Sundance 2010’s festival theme was REBEL: “This is the renewed rebellion. This is the recharged fight against the establishment.” I’m not sure exactly why this theme was chosen, but I imagine it had something to do with the departure of long-time festival director Geoffrey Gilmore and the hiring of his replacement, John Cooper. New leadership, new plan of attack.

Based on this theme it would appear that those in charge were trying to steer the prestigious festival back to a more “independent” mindset. Perhaps, back to its early ‘80s roots-the glory days when Sundance blazed the trail for independent cinema with the likes of BLOOD SIMPLE, STRANGER THAN PARADISE, and PARIS, TEXAS.

So, in 2010 did they achieve what they wanted? Did they get back to their roots and rebrand themselves as reckless, risk taking rebels? My answer: maybe.

To me, it felt as if the films, overall, were a bit riskier, less classical, and more “rebellious” than in years past. There definitely was a much higher percentage of films I was so-so on than ones I went crazy over, but is that because the selections were so bizarre, so brilliant, so avant-garde that I wasn’t prepared for it? Or were they just mediocre films?
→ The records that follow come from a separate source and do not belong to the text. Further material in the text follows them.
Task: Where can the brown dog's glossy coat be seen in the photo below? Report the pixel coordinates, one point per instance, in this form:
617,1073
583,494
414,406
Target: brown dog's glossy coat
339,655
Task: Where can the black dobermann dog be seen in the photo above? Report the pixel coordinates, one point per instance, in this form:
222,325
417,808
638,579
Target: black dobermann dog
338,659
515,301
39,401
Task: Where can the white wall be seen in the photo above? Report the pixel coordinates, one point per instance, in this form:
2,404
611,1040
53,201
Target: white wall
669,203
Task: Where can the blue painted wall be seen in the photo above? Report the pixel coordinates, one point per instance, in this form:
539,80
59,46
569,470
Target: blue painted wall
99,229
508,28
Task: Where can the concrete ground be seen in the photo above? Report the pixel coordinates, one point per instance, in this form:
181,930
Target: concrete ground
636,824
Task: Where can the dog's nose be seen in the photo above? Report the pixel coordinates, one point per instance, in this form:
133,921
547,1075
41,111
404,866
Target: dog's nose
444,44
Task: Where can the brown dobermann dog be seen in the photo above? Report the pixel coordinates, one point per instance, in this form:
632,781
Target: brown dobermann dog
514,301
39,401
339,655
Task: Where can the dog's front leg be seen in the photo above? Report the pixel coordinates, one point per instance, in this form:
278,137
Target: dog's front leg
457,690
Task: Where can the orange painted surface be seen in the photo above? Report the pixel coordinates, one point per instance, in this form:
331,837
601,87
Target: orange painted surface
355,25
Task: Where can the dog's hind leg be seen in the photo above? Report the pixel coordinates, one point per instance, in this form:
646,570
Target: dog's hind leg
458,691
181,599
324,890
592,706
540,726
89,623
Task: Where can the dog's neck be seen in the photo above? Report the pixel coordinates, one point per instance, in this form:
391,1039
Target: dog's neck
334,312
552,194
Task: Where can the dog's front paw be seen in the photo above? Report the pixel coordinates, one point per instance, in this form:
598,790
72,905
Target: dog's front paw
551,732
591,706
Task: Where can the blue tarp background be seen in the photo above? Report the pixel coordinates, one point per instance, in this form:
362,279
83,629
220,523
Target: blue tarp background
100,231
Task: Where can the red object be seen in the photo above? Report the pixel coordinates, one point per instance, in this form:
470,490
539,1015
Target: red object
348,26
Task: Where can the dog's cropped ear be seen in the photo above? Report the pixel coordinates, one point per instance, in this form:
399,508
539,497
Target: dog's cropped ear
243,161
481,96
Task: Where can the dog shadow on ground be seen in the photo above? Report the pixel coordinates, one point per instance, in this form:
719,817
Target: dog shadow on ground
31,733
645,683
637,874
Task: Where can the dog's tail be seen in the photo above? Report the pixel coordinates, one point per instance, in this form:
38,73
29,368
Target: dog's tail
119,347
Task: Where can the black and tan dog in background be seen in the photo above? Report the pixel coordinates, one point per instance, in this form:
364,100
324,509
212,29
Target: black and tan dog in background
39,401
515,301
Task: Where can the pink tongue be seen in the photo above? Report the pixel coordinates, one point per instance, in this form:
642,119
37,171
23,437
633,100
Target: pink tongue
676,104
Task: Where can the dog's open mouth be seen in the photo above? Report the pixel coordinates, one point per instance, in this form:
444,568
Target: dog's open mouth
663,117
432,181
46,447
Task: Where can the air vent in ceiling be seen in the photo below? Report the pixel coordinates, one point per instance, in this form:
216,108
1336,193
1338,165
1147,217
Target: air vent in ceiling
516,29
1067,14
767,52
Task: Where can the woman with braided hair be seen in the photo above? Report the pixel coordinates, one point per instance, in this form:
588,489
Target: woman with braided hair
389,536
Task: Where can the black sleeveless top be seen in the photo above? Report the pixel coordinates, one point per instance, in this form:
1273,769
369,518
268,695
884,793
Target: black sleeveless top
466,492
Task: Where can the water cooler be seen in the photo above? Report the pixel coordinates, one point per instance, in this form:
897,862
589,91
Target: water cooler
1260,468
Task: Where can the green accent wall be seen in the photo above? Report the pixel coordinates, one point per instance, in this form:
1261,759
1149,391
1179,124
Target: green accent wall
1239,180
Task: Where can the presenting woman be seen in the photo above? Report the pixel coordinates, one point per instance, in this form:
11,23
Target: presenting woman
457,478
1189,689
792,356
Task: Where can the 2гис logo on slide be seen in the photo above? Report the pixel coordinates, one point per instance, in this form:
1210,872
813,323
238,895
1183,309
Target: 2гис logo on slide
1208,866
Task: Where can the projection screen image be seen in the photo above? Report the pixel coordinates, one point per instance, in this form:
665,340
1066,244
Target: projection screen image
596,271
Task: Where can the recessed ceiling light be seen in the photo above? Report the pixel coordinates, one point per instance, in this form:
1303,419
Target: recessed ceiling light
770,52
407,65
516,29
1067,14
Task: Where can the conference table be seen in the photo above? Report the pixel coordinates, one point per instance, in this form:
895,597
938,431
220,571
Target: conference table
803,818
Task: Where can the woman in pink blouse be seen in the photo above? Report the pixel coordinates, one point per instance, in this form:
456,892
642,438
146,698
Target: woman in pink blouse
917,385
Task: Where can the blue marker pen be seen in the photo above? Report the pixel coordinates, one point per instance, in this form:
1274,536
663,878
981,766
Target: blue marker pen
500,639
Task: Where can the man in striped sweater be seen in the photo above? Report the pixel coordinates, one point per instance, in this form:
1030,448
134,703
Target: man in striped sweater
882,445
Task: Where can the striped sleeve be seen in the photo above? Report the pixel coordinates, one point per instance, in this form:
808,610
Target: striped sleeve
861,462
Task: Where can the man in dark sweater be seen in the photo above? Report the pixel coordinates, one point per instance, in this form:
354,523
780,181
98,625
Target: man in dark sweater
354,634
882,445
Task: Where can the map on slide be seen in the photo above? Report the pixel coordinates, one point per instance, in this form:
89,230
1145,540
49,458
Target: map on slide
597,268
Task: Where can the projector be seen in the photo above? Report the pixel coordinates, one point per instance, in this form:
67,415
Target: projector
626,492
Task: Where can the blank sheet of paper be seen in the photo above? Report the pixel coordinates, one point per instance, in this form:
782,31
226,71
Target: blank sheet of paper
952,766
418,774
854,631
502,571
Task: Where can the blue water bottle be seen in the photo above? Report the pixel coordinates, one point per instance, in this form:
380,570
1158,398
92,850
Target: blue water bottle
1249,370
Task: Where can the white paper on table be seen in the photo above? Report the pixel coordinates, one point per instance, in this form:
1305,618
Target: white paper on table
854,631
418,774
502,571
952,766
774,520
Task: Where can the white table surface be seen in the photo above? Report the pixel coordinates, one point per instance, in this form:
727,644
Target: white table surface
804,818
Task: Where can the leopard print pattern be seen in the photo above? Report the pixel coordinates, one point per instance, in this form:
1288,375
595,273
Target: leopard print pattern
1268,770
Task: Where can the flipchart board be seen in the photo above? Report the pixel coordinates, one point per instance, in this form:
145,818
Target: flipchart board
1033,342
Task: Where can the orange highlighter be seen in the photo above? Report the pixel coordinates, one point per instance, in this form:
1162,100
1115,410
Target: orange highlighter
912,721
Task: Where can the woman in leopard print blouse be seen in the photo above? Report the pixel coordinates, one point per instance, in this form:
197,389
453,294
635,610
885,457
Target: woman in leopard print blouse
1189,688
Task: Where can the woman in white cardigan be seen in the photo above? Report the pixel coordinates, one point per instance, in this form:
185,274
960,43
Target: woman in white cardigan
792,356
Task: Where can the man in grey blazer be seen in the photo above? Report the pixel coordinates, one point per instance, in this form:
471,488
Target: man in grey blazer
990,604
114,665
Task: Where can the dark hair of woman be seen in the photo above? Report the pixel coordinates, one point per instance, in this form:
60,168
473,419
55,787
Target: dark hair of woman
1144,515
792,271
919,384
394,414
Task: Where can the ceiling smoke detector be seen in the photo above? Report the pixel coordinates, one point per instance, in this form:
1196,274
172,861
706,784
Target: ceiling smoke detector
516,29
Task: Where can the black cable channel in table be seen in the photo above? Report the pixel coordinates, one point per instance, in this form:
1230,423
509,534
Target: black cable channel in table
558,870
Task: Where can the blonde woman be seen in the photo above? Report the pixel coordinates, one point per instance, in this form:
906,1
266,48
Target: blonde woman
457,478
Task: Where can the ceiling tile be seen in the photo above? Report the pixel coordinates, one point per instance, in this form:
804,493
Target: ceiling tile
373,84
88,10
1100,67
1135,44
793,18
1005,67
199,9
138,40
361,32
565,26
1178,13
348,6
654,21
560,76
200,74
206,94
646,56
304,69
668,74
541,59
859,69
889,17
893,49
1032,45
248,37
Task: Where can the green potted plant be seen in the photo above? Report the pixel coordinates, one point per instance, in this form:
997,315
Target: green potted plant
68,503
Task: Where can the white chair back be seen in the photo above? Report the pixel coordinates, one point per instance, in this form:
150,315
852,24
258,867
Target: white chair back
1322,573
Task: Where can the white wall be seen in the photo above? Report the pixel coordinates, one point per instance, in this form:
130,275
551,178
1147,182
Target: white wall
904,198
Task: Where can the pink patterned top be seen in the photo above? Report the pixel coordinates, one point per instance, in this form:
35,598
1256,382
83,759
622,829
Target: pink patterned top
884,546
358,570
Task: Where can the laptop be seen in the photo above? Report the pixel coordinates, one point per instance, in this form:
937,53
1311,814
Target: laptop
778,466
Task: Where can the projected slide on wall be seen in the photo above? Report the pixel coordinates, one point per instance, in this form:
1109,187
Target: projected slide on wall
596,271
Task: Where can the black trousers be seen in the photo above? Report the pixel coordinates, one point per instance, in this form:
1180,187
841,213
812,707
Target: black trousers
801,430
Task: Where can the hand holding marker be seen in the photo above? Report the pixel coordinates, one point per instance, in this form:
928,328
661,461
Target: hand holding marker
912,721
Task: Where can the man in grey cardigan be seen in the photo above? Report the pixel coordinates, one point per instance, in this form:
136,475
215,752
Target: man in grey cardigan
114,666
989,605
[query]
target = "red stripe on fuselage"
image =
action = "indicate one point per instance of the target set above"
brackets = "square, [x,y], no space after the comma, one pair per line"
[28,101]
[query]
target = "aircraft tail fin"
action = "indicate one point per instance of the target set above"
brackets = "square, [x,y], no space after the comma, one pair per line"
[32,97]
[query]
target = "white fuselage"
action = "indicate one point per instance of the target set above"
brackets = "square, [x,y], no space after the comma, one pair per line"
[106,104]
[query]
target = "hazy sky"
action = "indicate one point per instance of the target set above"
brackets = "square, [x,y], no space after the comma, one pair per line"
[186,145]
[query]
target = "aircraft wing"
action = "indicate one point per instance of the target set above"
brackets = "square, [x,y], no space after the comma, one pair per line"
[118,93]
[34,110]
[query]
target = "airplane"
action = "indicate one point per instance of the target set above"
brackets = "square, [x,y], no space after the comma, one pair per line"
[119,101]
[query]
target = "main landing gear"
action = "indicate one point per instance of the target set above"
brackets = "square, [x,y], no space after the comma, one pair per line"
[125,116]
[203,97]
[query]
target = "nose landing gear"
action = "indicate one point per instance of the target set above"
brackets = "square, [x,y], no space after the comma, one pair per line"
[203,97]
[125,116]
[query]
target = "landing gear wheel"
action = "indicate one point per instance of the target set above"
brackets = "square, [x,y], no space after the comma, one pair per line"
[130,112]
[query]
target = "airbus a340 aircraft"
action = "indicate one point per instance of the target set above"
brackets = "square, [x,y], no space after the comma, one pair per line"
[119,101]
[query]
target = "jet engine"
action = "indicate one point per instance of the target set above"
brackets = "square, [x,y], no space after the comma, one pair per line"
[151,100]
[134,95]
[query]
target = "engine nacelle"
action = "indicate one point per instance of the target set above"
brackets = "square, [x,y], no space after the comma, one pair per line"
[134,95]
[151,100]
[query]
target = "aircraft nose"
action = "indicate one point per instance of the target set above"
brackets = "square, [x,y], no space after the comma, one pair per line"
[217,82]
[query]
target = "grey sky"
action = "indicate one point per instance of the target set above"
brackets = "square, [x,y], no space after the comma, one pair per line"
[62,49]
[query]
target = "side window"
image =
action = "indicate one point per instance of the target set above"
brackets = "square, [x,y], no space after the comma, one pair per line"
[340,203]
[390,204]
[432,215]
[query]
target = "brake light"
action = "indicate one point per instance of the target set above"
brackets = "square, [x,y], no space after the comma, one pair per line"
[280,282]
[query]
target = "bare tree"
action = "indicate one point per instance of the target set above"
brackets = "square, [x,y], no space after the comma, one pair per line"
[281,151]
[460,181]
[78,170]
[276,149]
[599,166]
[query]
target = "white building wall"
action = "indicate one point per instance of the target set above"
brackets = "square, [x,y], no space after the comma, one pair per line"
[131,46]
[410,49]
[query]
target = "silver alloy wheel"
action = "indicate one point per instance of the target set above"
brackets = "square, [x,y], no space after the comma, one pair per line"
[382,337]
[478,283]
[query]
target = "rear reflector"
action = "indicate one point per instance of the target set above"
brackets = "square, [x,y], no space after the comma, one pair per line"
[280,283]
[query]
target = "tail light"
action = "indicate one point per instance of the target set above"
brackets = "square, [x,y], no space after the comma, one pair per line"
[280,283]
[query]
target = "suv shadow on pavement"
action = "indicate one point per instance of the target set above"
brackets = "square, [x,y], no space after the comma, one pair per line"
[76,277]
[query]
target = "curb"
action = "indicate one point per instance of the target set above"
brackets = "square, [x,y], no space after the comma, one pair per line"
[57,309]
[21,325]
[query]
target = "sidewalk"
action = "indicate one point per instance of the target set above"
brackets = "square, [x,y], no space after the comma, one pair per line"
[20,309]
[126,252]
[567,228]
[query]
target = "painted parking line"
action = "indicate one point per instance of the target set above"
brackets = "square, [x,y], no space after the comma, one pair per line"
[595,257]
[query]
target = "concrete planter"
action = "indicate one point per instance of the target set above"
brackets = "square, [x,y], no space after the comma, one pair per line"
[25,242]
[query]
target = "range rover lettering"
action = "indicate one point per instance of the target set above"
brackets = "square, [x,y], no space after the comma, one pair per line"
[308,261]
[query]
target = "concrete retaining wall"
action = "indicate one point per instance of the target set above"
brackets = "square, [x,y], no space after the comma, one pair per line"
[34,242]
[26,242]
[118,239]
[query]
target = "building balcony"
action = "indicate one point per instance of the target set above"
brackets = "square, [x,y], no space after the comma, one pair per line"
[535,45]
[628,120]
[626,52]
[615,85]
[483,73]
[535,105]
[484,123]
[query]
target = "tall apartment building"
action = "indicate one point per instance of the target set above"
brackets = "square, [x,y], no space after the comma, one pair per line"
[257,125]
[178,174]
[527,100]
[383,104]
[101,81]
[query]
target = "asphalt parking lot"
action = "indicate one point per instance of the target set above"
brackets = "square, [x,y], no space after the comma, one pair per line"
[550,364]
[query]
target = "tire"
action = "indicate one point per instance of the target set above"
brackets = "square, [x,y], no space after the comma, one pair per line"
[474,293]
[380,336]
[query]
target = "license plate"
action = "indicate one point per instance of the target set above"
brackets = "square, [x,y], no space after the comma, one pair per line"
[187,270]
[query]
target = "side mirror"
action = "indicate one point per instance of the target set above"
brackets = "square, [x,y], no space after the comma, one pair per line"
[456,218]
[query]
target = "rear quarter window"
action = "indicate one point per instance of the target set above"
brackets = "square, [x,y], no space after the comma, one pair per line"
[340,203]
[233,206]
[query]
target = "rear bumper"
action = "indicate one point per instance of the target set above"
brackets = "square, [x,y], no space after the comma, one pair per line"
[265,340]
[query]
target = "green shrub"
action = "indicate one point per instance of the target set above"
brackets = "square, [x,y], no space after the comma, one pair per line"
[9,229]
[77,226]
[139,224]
I’m not sure I’m qualified to make that determination, but I will say that more than once I left a film shaking my head wondering how in the heck a distributor was going to market it.

Maybe they accomplished what they wanted with their selections. A program of non-classical, non-mainstream films that not everyone will accept – with or without a star-studded cast. But that brings me to my next point. The vast majority of the selections – at least the US Dramatic films – had at least one “name” in the cast. Almost every film Q&A I attended, the leads – be it Melissa Leo, Joseph Gordon Levitt or Robert Duvall – were in attendance. Here’s Sundance apparently wanting to get back to its rebel ways, and I’m seeing more celebrities in a two-hour screening than I do in an entire month in Los Angeles. Is this rebellion? Is this getting back to its roots? I’m not sure.

To their credit, they did institute the BEST OF NEXT category this year, which basically highlights a group of films that were made by (essentially) unknowns for (allegedly) little money. I saw one of those films, BASS ACKWARDS, and really enjoyed it. But why can’t they include these films in general competition? Why do they have to be labeled as, essentially, small films made by small people? Why can’t we see if they stack up to the Ryan Gosling/Robert Duvall/Adrien Brody indies?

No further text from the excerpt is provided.